Narzekamy za łatwo na los. Tu i teraz daje satysfakcję życia mimo instynktownych przeżyć? A lęk przed bólem i nicością jest niezmiennikiem dającym manię wielkości?
Stado ustawia hierarchię według siły fizycznej automatycznie. A zwierzęta tak żyją, i walka o właściwą hierarchię jest dla nich główna satysfakcją obok przedłużania gatunku.
Całe ludzkie życie będące może kolejnym w niezliczonej ilości etapów.

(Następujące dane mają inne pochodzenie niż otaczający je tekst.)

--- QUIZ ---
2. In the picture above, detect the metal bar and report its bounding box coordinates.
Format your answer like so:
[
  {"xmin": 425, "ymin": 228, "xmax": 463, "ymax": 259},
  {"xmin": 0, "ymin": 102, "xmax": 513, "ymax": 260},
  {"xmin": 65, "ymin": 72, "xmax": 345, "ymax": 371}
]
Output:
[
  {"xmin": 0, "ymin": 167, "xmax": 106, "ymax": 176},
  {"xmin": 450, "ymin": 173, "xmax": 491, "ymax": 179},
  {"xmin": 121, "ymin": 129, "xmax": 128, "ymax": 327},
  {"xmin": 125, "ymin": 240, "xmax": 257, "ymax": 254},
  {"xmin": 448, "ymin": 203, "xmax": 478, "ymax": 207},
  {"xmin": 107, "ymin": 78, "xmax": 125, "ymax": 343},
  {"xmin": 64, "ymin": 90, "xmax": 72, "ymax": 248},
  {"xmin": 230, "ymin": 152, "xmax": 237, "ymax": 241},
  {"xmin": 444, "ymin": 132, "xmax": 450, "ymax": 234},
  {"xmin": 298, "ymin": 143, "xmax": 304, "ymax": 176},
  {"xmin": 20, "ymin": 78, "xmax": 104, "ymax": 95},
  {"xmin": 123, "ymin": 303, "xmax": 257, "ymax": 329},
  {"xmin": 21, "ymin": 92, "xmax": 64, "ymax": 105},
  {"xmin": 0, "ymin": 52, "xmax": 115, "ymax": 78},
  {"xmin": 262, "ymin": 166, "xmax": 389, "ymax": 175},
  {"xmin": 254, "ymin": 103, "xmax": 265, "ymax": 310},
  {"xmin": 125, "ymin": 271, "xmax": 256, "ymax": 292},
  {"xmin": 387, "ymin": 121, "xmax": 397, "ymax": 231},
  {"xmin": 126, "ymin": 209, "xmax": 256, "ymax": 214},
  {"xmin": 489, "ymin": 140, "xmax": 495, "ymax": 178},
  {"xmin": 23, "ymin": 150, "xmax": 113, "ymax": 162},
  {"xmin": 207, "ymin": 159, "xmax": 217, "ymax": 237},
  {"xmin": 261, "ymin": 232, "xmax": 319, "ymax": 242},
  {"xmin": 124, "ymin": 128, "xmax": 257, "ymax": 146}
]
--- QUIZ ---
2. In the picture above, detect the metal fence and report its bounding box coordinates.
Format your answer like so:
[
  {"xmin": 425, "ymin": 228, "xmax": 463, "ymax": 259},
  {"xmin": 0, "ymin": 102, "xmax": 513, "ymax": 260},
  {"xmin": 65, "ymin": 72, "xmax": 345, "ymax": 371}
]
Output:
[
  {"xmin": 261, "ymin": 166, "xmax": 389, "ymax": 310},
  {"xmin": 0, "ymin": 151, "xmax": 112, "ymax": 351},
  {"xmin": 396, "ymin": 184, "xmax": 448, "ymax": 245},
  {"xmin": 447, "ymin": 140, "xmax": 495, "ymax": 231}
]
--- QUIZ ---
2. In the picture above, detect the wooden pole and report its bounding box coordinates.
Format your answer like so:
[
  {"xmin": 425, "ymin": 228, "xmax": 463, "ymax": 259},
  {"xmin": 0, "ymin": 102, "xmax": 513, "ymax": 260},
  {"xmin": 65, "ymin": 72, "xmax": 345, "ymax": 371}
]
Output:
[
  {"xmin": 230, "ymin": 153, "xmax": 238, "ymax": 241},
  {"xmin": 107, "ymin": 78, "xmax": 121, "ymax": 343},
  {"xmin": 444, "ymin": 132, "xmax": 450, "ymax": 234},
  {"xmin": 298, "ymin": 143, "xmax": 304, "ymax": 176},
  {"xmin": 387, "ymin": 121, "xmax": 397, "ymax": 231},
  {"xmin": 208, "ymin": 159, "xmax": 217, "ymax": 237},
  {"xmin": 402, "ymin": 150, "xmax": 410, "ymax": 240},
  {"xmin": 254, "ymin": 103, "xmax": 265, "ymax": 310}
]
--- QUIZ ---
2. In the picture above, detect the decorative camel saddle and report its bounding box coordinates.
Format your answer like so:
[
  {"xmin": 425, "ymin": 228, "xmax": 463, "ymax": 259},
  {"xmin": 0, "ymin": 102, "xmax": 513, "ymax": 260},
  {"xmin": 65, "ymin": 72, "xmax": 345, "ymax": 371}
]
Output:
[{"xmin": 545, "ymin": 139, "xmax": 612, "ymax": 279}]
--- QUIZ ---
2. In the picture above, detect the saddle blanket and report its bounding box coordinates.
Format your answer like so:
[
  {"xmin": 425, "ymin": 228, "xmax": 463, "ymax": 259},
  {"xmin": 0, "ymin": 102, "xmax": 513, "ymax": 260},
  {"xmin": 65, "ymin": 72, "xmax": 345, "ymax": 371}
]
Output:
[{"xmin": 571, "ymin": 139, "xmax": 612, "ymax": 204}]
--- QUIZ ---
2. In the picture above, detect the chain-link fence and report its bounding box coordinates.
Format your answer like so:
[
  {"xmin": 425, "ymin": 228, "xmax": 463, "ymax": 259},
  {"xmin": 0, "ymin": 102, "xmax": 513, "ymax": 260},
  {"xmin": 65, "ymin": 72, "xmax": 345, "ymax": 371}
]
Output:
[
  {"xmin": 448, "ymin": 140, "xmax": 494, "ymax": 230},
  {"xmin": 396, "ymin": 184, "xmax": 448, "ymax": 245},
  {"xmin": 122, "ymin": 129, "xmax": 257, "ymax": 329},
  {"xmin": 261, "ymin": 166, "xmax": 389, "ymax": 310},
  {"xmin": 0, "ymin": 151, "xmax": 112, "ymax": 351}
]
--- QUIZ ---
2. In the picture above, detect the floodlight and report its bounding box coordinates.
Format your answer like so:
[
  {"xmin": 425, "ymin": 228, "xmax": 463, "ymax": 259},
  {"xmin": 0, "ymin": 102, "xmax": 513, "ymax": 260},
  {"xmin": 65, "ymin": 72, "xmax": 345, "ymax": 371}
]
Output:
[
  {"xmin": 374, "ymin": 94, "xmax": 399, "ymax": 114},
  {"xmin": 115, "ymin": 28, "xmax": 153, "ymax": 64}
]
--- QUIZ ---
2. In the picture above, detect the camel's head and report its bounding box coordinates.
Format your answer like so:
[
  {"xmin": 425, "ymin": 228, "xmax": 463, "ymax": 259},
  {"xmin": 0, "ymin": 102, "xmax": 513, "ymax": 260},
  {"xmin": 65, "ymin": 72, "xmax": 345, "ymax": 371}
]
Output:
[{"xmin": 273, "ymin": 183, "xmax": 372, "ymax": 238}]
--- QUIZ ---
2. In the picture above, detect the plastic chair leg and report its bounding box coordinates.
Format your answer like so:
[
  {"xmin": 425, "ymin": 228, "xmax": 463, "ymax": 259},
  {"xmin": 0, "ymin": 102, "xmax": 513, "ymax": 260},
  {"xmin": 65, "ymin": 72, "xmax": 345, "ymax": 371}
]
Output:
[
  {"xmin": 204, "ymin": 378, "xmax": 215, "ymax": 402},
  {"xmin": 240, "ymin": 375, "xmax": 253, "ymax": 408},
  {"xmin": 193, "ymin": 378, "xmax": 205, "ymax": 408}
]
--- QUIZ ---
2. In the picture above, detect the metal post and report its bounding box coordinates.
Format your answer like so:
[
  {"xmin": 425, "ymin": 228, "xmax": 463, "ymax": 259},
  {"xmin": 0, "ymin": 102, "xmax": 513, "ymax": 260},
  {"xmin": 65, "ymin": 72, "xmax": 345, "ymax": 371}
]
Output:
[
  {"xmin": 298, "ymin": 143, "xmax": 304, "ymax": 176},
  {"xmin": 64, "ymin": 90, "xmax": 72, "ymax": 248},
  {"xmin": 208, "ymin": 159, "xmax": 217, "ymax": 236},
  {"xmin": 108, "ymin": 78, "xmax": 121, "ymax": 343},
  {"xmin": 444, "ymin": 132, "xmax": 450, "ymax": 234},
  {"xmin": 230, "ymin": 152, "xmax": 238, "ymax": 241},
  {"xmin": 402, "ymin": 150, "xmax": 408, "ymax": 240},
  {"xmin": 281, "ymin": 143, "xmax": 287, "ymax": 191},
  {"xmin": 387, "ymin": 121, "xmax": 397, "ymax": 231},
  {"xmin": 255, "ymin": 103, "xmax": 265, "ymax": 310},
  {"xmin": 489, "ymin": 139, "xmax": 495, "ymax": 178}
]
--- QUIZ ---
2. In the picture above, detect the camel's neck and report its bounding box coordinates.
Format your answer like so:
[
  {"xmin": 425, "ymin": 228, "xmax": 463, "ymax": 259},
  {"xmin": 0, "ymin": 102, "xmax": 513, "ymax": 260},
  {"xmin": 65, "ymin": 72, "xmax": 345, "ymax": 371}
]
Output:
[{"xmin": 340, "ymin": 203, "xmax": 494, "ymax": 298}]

Błysk „chwila olśnienia”- intuicji, Moment Oświecenia dzięki długim latom medytacji i walki ze samym sobą. Opróżnienie umysłu do Nicości i osiągnięcie czysto krystalicznych emocji najwyższego lotu na tym padole.
Mimo przemijania zjednoczenie się z Bogiem oparte na wierze i praktyce.
Długie lata nudy życiowej. Chwile wieczności co absurdalnie pojawia się i znika. Nadzieja.
Pomyślałem chwile o świecie i już dotarły do mnie tu i teraz, otoczenie i współczesna Polska w „kryzysie mentalnym”.
Musimy się konsolidować w elity. One uratują świat, tak jak i może bezinteresowność sztuki w akcie twórczym przed głupią masą, feminizmem, genderyzmem, neo socjalizmem, światowym przesadnym liberalizmem i tą całą modernistyczną histerią. Tradycja. W grupie siła. Cyganeria.